Sunday, May 8, 2016

Learning Japanese: immersion

You've probably heard before about how someone learned Japanese just from reading lots of manga or watching lots of anime and listening to Japanese songs. I call bullshit.

Sure, there's probably some people out there that are amazingly smart enough to do that- but I can't frickin imagine doing it. I mean, once you get to a certain level of understanding then sure, you can figure out the couple of words you don't know through context clues. But starting from not knowing anything? No way. Not for me, at least.

I feel like it doesn't even make sense to watch anime/read manga in Japanese until you're at the conversational level- as in you can basically hold a simple conversation in Japanese. At that point you'd have enough vocabulary and understanding of grammar to understand a majority of what you see- and you can look up the rest. When you try to jump into those deep waters too soon you will find that you need to look up every other word or even whole sentences. Stopping every couple of sentences to go look something up isn't really teaching you anything at all, and it can even make you feel discouraged.

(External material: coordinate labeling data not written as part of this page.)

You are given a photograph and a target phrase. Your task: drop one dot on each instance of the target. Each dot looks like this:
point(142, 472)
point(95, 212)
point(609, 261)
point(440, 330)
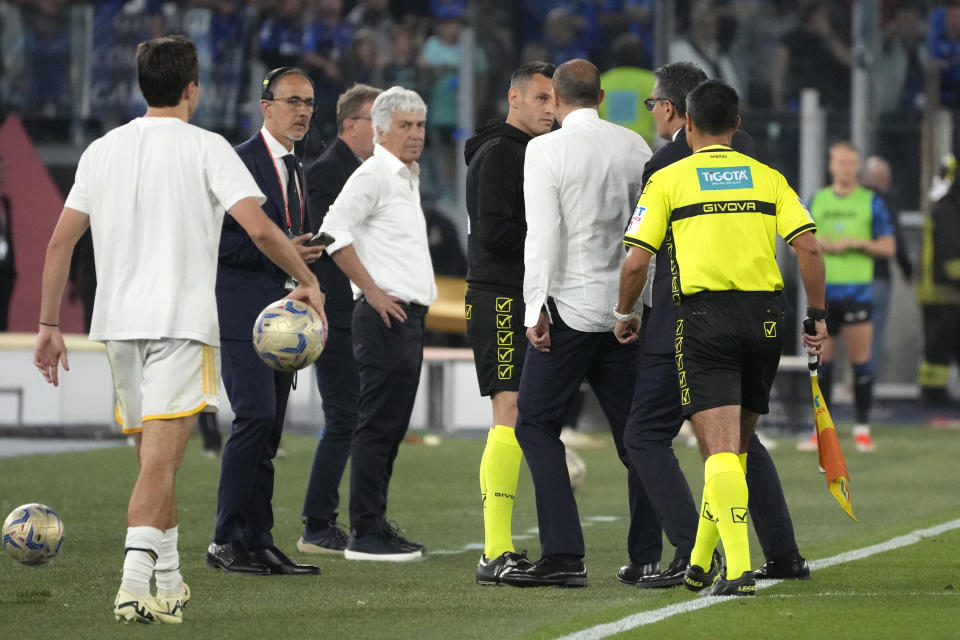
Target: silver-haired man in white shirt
point(381, 245)
point(580, 183)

People also might tell you that the only way to really progress is to be totally immersed in the language by actually going to the country its spoken in. This is also bullshit. We've obviously lived here for this long and the only things we learned through immersion were how to tell the convenience store people to heat up our bentos. Again, hearing Japanese all the time isn't going to do anything for you if you cant understand any of it- and you actually learn to just tune it all out.

The CDs that come with your textbooks, or obviously Japanese classes or tutors, can help you get exposed to listening to (and speaking in) Japanese within the context of what you understand. This is the best way to solidify those skills and build on them. If you're able to do this then definitely start speaking right away, no matter your level. They say one of the best ways to learn a language is to actually use it (at your level). There are websites that actually team you up with a native speaker of the language you're learning, like a personal tutor, so you can practice conversation at your own pace. I haven't used any so I can't really suggest one, but they're pretty easy to find online, just hunt around.

Now all that being said, I have heard of a manga that great for beginners. Its called Chi's Sweet Home and its about a kitten adopted by a young family. Through the series the Japanese is very simple and slowly progresses, perfect for learning along. I have the first book and so far I'm still at the level where I need to translate something every couple of words so I had to put it down and practice a bit more. My goal is to start reading it this summer, so I'll let you know how it goes.